Working with XHR sending full HTML responses, it's pretty clear to me that there's some major tradeoffs to this approach. The payload sizes are larger and interactivity is dependent on round trips to the server. so you're increasing server load and are increasing payload sizes to save on client side processing.
If your views are data driven, then there's plenty of cases where you may want to have interactivity. filtering or sorting results, for example. So you click a column header, then you're sending another request to the server, asking for a new table with the newly sorted rows, it renders it, sends it back to the client, and then replaced the entirety of the table contents with the new contents. and then htmx does some magic to make it behave closer to native HTML (like enabling css transitions on replaced elements, for example).
Storing the state client side, you can perform a lot of these transformations without talking to the server again until you want to actually change data.
I'm all for sending plain html from the server.
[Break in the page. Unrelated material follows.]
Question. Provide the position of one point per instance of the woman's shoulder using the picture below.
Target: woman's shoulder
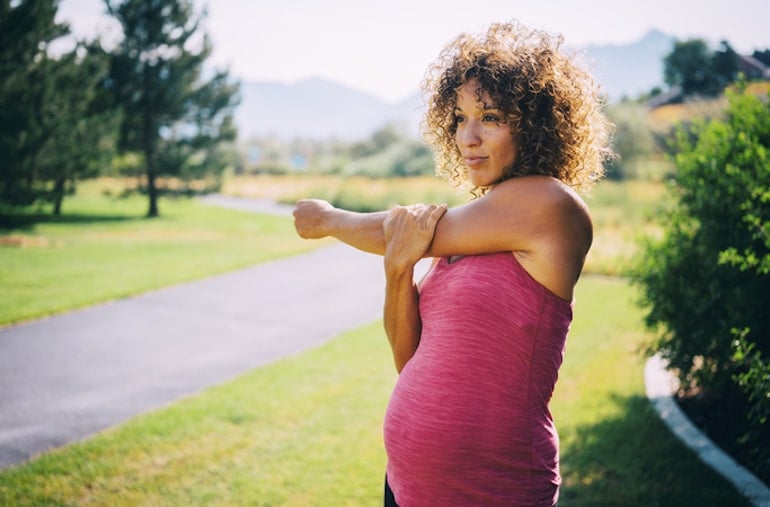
(539, 191)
If your views are static and largely unchanging, then sure, by all means, send it over. You don't need a JSON response to render a blog post on the frontend. But as soon as you want any sort of interactivity in your forms or data views, then you probably don't want to make every interaction a round trip to the server and then you're back at having to think about state on the client, at which point objects in JS are just going to facilitate your needs better than html elements.
> Storing the state client side, you can perform a lot of these transformations without talking to the server again until you want to actually change data.
Only if you're only working with a tiny amount of data...
For example, say you have a dataset with 10k records. You're not going to want to send that all to the client so it can sort it locally. Much more efficient to send just the first 100 or whatever results. Then when the user clicks the sort button, ask the backend to re-sort it and give you the first 100 results again.
Bonus: those 100 results are already formatted as html table rows and htmx easily slots them right into the correct spot on the page.
But even with a modest 100 rows being retrieved, the payload size of fully rendered HTML is generally going to be substantially larger than JSON. These add up quickly when you're making round trip requests to the server for interactivity, especially if it's something like reordering tables.
This is a clear tradeoff and it's why we see trends like this oscillate between client-side and server-side.
I think React is seeing the downsides of being entirely client-side, which is why there's so much development into server side components. Conversely, things like HTMX are tackling problems of handling local state, client/server side caching, and well, payload sizes.